- Occupation: Software developer
- Awards: PSF Distinguished Service Award

= Tim Peters (software engineer) =

American software developer

Tim Peters is a software developer who is known for creating the Timsort hybrid sorting algorithm and for his major contributions to the Python programming language and its original CPython implementation. A pre-1.0 CPython user, he was among the group of early adopters who contributed to the detailed design of the language in its early stages.

He later created the Timsort algorithm (based on earlier work on the use of "galloping" search) which is used in Python since version 2.3 (since version 3.11 using the Powersort merge policy instead of Timsort's original merge policy), as well as in other widely used computing platforms, including the V8 JavaScript engine powering the Google Chrome and Chromium web browsers, as well as Node.js. He has also contributed the doctest and timeit modules to the Python standard library.
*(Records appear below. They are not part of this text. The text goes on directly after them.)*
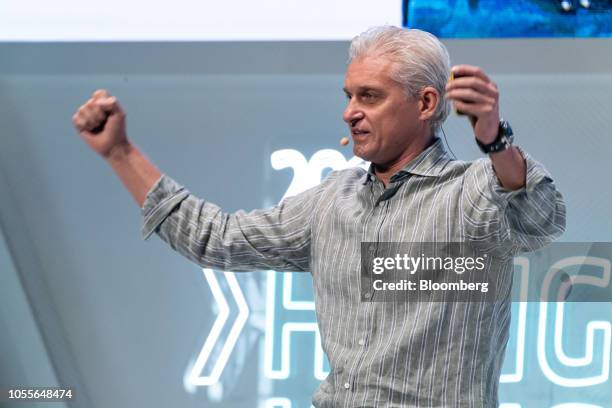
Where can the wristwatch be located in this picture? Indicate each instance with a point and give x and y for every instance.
(502, 142)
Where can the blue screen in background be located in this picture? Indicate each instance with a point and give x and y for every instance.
(506, 19)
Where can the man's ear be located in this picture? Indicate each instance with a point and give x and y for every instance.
(429, 98)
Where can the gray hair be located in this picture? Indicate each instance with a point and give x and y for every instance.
(419, 58)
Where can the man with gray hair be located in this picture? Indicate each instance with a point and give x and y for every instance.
(381, 354)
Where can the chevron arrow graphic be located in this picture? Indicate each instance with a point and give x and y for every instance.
(196, 377)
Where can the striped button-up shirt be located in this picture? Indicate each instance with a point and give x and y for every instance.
(382, 354)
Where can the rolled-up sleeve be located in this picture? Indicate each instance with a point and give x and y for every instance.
(508, 222)
(275, 238)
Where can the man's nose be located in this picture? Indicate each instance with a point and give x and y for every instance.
(352, 113)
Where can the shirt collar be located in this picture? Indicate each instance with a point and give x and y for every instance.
(429, 163)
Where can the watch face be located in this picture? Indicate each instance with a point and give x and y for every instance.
(505, 128)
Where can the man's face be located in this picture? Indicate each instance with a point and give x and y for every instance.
(382, 119)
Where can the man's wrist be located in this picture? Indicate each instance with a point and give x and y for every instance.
(119, 152)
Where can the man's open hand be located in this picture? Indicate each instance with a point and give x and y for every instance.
(474, 94)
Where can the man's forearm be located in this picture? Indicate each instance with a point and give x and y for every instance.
(510, 168)
(137, 173)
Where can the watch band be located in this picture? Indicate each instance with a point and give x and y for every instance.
(503, 141)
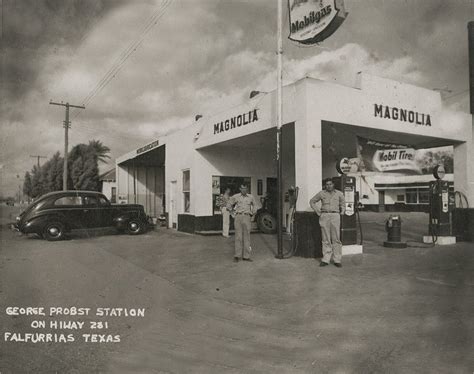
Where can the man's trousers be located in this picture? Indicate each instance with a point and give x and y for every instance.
(242, 235)
(225, 222)
(331, 236)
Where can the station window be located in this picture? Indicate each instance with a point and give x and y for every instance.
(424, 196)
(411, 196)
(187, 190)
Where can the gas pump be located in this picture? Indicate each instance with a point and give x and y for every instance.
(347, 185)
(441, 205)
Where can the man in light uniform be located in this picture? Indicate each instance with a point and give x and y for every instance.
(332, 208)
(243, 206)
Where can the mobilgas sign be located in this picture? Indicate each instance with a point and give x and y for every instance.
(147, 147)
(312, 21)
(399, 114)
(236, 121)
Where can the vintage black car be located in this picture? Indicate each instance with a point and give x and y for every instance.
(56, 213)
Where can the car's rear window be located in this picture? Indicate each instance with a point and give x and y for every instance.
(89, 200)
(69, 200)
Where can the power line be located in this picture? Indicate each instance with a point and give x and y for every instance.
(67, 125)
(126, 53)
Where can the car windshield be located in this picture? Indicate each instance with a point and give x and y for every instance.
(69, 200)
Peters also wrote the Zen of Python, intended as a statement of Python's design philosophy, which was incorporated into the official Python literature as Python Enhancement Proposal 20 and in the Python interpreter as an easter egg. He contributed the chapter on algorithms to the Python Cookbook. From 2001 to 2014 he was active as a member of the Python Software Foundation's board of directors. Peters was an influential contributor to Python mailing lists. He is also a highly ranked contributor to Stack Overflow, mostly for answers relating to Python.

Peters' past employers include Kendall Square Research.

Tim Peters was granted the Python Software Foundation's Distinguished Service Award for 2017.